[Election-Methods] RELEASE: Instant Runoff Voting

Aaron Armitage eutychus_slept at yahoo.com
Sun Jul 27 14:38:44 PDT 2008


--- On Sun, 7/27/08, Terry Bouricius <terryb at burlingtontelecom.net> wrote:

> From: Terry Bouricius <terryb at burlingtontelecom.net>
> Subject: Re: [Election-Methods] RELEASE: Instant Runoff Voting
> To: election-methods at lists.electorama.com
> Date: Sunday, July 27, 2008, 3:32 PM
> Different election methods provide different incentives to 
> candidates...Under IRV, or two-round runoff, a candidate
> who is nobody's 
> first choice cannot win (they will be eliminated) even if
> this candidate 
> would be a good compromise (or merely an inoffensive
> candidate avoiding 
> all controversial issues), whereas under Condorcet or Borda
> (for example) 
> a candidate who is nobody's first choice CAN win. Thus
> IRV prompts 
> candidates to "stand-out" enough to win a lot of
> FIRST choices and reach 
> out for second choices as well, while that strategy of
> stressing first 
> choices may hurt the candidate under Condorcet or Borda.
> IRV advocates 
> argue (rightly, I think) that it strikes a favorable
> balance between 
> seeking first choices ("core" support) and
> alternate rankings ("broad" 
> support), when compared to methods that disregard whether a
> candidate 
> received any first preferences.
> 

Why are you assuming that standing out means taking clear policy positions? It could just as easy mean running more ads than anyone else or having a more telegenic family or a more famous name. There are a lot of voters who base their first, not their later, preferences on just those things, and we know that because they're often enough to carry a plurality election which only considers first preferences. For that matter, "core support" could mean nothing more than coming second to last all the way to the end. That's unlikely, but no more unlikely than a candidate with no first-place support running a campaign strong enough to make him a Condorcet winner.

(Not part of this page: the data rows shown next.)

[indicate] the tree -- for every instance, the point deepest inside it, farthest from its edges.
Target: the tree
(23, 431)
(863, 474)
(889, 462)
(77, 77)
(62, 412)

Regardless of whether voters are making a good choice, if a majority favors one candidate over another, none of us, FairVote included, are qualified to tell it that it must take the candidate it voted AGAINST just to satisfy some airy theoretical concern about having the "right" amount of first-place support, as if we could even tell what that is. It's especially senseless when the people who advocate setting aside a majority vote to satisfy their theories will turn around and act like populists attacking the ivory tower when anyone brings up theoretical criteria that actually make sense.